Arts and Humanities Curricula through Technology

Todd Family Quilt


Artist(s): Deonna Todd Green and Ione Todd
Genre(s): visual arts, storytelling
Medium/Media: textile, quilts
Material(s): cotton/polyester fabric, cotton embroidery floss, fabric paint
Technique(s): piecework, embroidery, painting, photo-transfer
Dimensions: 82"h. x 79"w.
Date made: 1989
Where made: Remus, Mecosta County, Michigan
In whose collection: Collection of Michigan State University Museum
Collection# (s):Michigan Quilt Project # 90.001, MSUM 7005
Photograph of work by: Mary Whalen
Rights to photograph courtesy of: Michigan State University Museum

In embroidered and painted pictures and text, the Todd Family Quilt chronicles the experiences of the Todd family members in their journey to and settlement in a mid-Michigan farming community. Each block portrays carefully researched information about the Todd family, including lists of individuals within each generation, a pictorial depiction of a family story, an embroidered copy of a family document or historical photograph, painted coats-of-arms, and plat maps of family farmsteads. As the makers -- Deonna Green and her mother, Ione Todd -- clearly reveal in their oral accounts, the quilt is the result of painstaking research into their family history.

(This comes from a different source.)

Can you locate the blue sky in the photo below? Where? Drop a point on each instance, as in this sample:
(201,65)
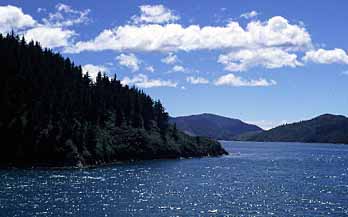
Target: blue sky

This quilt is the third version of this design. The first one was raffled off at the Old Settlers' Reunion held annually in Mecosta for descendants of the first African-American settlers in Mecosta, Montcalm, and Isabella counties. A cousin won that raffle and now owns the quilt. A second version was made so that the Todd Family History could be shared with other family members; this version was shown in a national exhibition called "Stitching Memories: African-American Story Quilts," organized by the Williams College of Art in 1990. The third version was commissioned by the Michigan State University Museum for their collection and was included in the 1991 exhibition, "African-American Quiltmaking Traditions in Michigan."